KUALA LUMPUR: The property market outlook for high-end and low-end properties does not look good this year.
Excess supply of such properties and the economic and political concerns cast a dark shadow over the once vibrant sector, The Malaysian Reserve (TMR) reported.
The report quoted Affin Hwang Investment Bank Bhd analyst Loong Chee Wei as saying the property market was far from seeing any recovery due to the rising cost of living and the disconnect between income and affordability.
“Consumers are naturally more cautious on big ticket purchases such as houses. Any long-term asset purchase would depend on how the election pans out,” he told TMR.
Syarikat Perumahan Negara Bhd director Abd Hamid Abu Bakar said returns from property sales were not as attractive as they were before.
“Sellers have to lower their expectations and not be too optimistic on high return of investments,” he was quoted as saying.
Consulting firm Khong and Jaafar Sdn Bhd managing director Elvin Fernandez was quoted as saying there was a slowdown in the residential sector and it was affecting the demand for properties priced below RM500,000.
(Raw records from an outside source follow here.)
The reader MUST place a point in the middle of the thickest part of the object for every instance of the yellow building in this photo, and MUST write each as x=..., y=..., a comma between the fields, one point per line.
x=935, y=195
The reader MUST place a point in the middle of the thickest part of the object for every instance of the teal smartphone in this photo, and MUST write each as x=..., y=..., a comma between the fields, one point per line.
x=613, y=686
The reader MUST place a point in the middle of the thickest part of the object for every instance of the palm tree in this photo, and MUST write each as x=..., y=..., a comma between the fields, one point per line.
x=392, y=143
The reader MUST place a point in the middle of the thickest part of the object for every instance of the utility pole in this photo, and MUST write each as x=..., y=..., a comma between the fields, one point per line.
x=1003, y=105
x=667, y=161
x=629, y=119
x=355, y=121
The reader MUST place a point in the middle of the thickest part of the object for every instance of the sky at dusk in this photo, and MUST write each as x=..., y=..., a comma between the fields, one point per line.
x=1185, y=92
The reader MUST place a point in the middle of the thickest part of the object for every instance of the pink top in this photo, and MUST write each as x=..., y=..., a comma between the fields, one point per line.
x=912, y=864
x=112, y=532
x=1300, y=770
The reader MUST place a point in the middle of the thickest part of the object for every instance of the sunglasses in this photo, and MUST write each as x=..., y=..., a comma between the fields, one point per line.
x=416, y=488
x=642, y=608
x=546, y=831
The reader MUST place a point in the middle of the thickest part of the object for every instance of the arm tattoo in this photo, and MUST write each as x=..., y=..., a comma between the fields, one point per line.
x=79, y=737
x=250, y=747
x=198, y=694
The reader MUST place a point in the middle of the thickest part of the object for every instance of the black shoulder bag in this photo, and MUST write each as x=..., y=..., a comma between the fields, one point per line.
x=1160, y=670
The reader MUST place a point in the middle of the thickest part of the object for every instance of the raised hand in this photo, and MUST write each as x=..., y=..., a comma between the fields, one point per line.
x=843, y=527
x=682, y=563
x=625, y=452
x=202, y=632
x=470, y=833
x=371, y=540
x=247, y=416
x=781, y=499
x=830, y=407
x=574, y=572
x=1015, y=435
On the commercial sector, Fernandez said the temporary stop order for the luxury segment would inevitably force project proponents (including developers) to heed market signals.
“Freezes are measures that cannot be effective if approvals have already been given out in substantial numbers. Traction from such a policy can only come about at a point of time in the future.
“There are also questions of exemptions that would dilute the effectiveness of the policy, which would lead to distortions in the market and creating far from desirable market efficiency levels,” he added.
Data from the National Property Information Centre show there were 130,690 unsold residential properties in the country during the first quarter of 2017 – the highest in a decade.
According to the report, of the total, 83% of the unsold units were within the above RM250,000 category and 61% of the total unsold units were high-rise properties, of which 89% were priced above RM250,000.
The TMR report said data from the Association of Valuers, Property Managers, Estate Agents and Property Consultants in the Private Sector Malaysia showed the value of unsold and unutilised properties – both commercial and residential – stood at an estimated RM35.5 billion.